In the present study, it was seen that vomiting alone had a better area under ROC
than nausea and vomiting combined. This shows the lack of sensitivity of the subjective
symptom of nausea and the better discriminating ability of the objective parameter—vomiting.
Anorexia—another subjective parameter—also had poor performance. Migratory pain, rebound
tenderness, WBC count, and CRP value, all had an area under ROC above 0.7. Considering
individual parameters, the CRP value was the best performing with an area under ROC
of 0.789, followed by WBC count with an area under ROC of 0.762. The poorest performing
among symptoms and signs was anorexia with an area under ROC of 0.37. The poorest
performing laboratory investigation was shift to left with an area under ROC of 0.65.
CRP was the best overall performing individual parameter in AIRS. WBC count was the
best performing individual parameter in the Alvarado score. However, the combined
scores of Alvarado and AIR score are better than individual parameters in suspected
acute appendicitis.
This study has some limitations. First it is a relatively small size of the study
population. Second is the cross-sectional nature of the study. Third, limitation is
that only patients who underwent appendicectomy for suspected acute appendicitis were
included. Fourth is the observational nature of the study. A prospective trial including
patients with suspected acute appendicitis, evaluating the treatment decisions based
on AIR score is required in the future. Despite these limitations, it is seen from
this study and available literature that the AIR score outperforms the Alvarado score
as a clinical prediction rule in patients with suspected acute appendicitis with higher
specificity. The score is also seen to correlate with the severity of acute appendicitis.

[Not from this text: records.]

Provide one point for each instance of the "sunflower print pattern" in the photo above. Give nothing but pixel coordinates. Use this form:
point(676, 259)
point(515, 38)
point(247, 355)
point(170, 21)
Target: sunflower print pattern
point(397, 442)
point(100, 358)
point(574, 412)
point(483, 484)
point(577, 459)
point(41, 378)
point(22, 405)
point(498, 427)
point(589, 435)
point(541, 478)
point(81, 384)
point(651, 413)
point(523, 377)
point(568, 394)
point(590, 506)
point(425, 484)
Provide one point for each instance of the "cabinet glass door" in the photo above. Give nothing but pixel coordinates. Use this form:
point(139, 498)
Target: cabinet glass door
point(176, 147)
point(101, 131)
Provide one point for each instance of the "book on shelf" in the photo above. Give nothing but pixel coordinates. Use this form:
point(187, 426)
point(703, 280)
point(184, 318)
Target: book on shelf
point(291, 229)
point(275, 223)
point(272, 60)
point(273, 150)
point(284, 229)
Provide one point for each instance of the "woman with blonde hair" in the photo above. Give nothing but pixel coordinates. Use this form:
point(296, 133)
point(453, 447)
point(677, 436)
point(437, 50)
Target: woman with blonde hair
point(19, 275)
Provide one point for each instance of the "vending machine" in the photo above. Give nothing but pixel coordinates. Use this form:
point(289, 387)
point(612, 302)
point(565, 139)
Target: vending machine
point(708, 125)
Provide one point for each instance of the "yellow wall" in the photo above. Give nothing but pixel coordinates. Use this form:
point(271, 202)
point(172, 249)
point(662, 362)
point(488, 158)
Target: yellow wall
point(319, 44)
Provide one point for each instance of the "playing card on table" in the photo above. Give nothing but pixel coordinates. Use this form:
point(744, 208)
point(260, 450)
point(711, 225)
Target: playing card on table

Use of AIR score may thus decrease the rate of negative appendicectomies. The AIR
score is especially useful in situations where imaging is inconclusive and also in
resource-limited areas where radiological imaging is not available.
Conclusion
The AIR score which is a recently developed score outperforms the Alvarado score.

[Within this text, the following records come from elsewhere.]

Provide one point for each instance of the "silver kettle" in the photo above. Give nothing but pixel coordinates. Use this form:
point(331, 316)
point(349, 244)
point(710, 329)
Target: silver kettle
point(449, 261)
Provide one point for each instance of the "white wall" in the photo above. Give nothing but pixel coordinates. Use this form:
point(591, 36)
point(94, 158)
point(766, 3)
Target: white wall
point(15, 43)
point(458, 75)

The ease of application of the score, the sound construction, grading of parameters,
avoiding of subjective parameters, and the introduction of CRP into scoring all make
the appendicitis inflammatory response score into an attractive clinical prediction
rule with higher specificity. The use of AIR score in resource-limited settings can
decrease the rate of negative appendicectomy.